If the keenest lawyer of London, who knew more of American law, and of Illinois statute and of Chicago ordinance—suppose such a case—were to come here, could he plead a case in your court-house? you know he could not. He would have no legal standing here. Now you and I have no standing at yonder bar. We are disbarred through sin. Only as we come through one who has recognized standing there can we come.

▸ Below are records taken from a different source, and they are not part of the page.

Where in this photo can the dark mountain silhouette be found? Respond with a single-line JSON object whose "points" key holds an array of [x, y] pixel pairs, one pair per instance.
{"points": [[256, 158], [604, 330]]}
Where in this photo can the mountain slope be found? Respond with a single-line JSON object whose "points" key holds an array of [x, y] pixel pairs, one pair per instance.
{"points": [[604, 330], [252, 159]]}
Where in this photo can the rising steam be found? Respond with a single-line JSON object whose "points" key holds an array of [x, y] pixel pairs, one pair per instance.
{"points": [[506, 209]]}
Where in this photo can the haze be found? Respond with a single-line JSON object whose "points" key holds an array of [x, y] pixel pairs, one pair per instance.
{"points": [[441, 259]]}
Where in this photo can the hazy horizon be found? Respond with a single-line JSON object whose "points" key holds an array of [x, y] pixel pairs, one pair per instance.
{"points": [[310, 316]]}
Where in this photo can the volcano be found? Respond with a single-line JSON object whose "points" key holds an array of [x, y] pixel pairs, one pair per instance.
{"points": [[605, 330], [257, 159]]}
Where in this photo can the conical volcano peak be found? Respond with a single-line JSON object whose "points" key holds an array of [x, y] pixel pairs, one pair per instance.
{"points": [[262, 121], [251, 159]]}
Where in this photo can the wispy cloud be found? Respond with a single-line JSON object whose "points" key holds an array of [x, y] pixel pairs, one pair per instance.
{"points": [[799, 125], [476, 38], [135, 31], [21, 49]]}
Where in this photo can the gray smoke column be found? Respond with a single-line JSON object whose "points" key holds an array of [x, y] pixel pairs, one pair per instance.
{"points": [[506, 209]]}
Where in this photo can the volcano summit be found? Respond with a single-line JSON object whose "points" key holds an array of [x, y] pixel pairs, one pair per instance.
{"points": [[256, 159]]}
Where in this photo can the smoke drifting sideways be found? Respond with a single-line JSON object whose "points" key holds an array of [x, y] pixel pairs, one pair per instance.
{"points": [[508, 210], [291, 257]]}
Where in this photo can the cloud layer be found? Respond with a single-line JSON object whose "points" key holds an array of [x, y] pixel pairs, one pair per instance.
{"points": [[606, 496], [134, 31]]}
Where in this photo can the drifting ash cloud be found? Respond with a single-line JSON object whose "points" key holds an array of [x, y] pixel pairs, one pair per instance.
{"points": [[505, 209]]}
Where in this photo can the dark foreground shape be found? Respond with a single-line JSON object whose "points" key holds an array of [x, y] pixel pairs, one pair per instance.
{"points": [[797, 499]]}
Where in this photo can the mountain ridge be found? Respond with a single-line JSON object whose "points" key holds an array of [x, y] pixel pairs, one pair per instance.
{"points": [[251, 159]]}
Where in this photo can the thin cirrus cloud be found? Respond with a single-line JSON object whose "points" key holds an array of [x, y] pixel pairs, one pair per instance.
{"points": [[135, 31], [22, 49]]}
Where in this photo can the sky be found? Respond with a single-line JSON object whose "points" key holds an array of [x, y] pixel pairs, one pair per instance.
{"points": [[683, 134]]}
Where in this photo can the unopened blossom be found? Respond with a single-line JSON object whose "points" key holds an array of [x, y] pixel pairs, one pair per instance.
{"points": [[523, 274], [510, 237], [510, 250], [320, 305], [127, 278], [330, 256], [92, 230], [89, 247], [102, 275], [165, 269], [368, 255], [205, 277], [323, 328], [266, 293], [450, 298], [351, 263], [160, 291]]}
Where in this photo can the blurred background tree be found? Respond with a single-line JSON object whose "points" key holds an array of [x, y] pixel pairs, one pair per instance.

But turn that fact around. As we do come in Jesus' name, it is the same as though Jesus prayed. It is the same as though—let me be saying it very softly so it may seem very reverent—as though Jesus put His arm in yours and took you up to the Father, and said, "Father, here is a friend of mine; we're on good terms. Please give him anything he asks, for My sake." And the Father would quickly bend over and graciously say, "What'll you have? You may have anything you ask when My Son asks for it." That is the practical effect of asking in Jesus' name.
But I am very, very clear of this, and I keep swinging back to it that in the ultimate analysis the force of using Jesus' name is that He is the victor over the traitor prince. Prayer is repeating the Victor's name into the ears of Satan and insisting upon his retreat. As one prays persistently in Jesus' name, the evil one must go. Reluctantly, angrily, he must loosen his clutches, and go back.